2. Your organization was recently the victim of a large-scale phishing attack. Your manager has tasked you with automating response to quickly notify users and, if feasible, automatically block outbound requests to the attacker’s web page. Which of the following will accomplish this goal? A. Email the users to warn them of the phishing attack B. Update URL filters to block the site the phishing attack points to C. Email the users to warn them of the phishing attack and send an email to the security administrator to have him configure a URL filter to block the site that the phishing attack points to D. Implement SOAR or workflows to trigger emails to users and to use threat intelligence to automatically configure URL filters to block the attacker’s site

3. Which of the following are benefits of application allow lists? (Select two.) A. Prevents users and attackers from executing unauthorized applications B. Allows end users to freely use any application that has not been explicitly denied C. Allows organizations to maintain strict control over applications employees can use D. Blocks specific applications from being executed

Answer 1: C. Because your administrators access the servers from the internal network, you don’t need to worry about preventing valid access on SSH port 22 from the outside. As a result, you should just close all inbound requests. Answer B wouldn’t allow the administrators to access the systems even internally. The port for SSH is 22 and not port 21, which is FTP. Answers A, B, and D are incorrect.

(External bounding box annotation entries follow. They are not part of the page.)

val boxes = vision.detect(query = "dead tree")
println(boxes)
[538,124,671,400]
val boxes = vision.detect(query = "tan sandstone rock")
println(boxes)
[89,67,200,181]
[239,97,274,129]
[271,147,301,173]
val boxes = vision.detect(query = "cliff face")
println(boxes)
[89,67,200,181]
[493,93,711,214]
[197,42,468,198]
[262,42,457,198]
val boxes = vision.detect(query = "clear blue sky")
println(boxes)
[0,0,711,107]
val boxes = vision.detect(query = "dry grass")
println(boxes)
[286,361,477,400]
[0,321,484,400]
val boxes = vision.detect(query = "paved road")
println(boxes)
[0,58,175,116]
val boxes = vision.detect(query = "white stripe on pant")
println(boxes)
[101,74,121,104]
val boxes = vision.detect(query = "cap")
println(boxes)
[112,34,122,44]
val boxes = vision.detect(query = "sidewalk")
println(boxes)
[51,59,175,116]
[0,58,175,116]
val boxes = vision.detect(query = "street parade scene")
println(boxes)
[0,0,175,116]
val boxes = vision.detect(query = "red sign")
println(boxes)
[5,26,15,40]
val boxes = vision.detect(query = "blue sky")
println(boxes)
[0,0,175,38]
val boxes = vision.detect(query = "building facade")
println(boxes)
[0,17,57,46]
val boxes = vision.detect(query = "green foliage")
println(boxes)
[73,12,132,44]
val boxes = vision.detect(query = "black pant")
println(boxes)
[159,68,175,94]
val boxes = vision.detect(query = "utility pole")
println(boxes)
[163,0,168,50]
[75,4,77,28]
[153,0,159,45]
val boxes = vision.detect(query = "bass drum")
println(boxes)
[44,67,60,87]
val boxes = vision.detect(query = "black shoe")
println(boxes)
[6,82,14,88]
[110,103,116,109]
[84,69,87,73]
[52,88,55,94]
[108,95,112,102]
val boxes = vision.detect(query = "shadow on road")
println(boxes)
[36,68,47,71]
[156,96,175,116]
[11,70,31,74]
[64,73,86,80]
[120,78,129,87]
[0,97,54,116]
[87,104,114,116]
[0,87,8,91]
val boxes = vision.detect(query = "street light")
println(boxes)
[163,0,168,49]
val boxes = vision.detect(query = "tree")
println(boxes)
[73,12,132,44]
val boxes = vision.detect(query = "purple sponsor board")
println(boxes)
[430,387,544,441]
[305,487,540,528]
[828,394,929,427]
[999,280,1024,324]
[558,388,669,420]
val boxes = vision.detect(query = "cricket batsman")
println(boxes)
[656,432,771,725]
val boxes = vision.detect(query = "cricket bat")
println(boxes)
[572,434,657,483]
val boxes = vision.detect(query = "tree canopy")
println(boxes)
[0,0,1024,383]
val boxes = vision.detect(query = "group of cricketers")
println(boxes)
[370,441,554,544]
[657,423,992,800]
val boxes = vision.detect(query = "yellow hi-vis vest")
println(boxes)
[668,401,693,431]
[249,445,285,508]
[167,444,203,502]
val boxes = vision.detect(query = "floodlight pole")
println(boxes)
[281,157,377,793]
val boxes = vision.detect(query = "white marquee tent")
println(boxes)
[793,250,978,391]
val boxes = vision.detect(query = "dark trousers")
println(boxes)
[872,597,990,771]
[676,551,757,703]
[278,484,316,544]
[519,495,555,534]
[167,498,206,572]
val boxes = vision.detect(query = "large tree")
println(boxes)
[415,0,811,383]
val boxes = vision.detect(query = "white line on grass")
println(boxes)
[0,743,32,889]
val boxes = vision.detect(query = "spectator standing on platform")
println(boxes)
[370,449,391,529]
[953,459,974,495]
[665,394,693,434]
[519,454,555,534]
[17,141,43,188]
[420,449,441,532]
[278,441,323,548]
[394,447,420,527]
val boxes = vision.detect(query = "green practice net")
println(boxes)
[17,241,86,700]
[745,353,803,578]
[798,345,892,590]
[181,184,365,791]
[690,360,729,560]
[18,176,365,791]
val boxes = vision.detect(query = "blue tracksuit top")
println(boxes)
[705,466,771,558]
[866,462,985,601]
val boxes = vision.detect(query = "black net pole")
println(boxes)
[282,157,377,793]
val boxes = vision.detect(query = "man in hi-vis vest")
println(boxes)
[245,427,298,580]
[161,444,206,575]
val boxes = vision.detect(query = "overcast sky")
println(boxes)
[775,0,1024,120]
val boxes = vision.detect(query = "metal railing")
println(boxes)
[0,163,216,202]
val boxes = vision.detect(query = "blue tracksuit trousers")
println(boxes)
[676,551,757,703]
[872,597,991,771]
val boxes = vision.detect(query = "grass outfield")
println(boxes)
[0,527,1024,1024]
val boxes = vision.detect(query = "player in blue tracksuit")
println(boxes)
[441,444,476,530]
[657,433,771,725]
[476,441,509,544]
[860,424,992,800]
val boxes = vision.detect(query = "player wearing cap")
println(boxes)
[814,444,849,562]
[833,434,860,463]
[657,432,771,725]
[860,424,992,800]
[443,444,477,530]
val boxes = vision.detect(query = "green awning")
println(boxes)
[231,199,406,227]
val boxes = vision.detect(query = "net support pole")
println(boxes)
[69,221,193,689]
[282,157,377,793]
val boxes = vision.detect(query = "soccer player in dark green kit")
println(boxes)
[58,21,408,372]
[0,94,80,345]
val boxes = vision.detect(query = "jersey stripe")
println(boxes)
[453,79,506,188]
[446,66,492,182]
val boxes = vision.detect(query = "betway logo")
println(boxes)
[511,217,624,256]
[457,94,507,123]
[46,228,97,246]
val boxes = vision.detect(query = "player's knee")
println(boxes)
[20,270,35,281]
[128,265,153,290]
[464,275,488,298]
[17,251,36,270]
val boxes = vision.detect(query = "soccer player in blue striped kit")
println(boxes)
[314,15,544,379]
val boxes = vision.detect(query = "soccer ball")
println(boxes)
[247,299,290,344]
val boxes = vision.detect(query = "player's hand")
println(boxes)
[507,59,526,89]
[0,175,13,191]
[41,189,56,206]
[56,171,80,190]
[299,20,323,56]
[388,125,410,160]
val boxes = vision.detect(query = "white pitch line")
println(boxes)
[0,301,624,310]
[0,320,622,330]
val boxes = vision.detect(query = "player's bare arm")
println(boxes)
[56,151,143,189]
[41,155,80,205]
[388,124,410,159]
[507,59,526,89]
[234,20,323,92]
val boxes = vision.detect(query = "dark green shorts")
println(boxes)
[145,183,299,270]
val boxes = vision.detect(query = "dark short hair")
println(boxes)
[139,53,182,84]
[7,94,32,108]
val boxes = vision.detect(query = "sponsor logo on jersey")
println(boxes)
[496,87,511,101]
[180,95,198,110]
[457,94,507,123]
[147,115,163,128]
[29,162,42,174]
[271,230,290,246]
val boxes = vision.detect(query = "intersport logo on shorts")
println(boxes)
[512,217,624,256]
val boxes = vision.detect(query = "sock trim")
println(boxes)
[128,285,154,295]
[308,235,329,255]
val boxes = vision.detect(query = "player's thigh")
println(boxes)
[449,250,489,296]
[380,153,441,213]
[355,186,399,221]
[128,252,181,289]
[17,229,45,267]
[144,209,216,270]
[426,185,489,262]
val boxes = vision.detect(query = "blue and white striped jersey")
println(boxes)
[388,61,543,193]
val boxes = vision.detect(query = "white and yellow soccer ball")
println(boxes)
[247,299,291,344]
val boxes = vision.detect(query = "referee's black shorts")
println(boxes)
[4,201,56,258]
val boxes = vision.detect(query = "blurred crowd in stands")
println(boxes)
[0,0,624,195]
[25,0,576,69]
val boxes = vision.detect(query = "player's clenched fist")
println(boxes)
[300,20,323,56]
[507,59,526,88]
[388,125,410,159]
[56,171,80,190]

Answer 2: D. A SOAR platform provides orchestration and automation across systems and would accomplish the goal of automatically providing these functions when tied in with the other systems. Answers A and B are only partial solutions, and answer C doesn’t achieve the goal of automation.
Answer 3: A and C. An application allow list describes what applications can be launched. It thus prevents the execution of unauthorized applications, which are all applications that are not explicitly allowed. Answers B and D describe the explicit block as a result of block/deny list and are incorrect answer choices.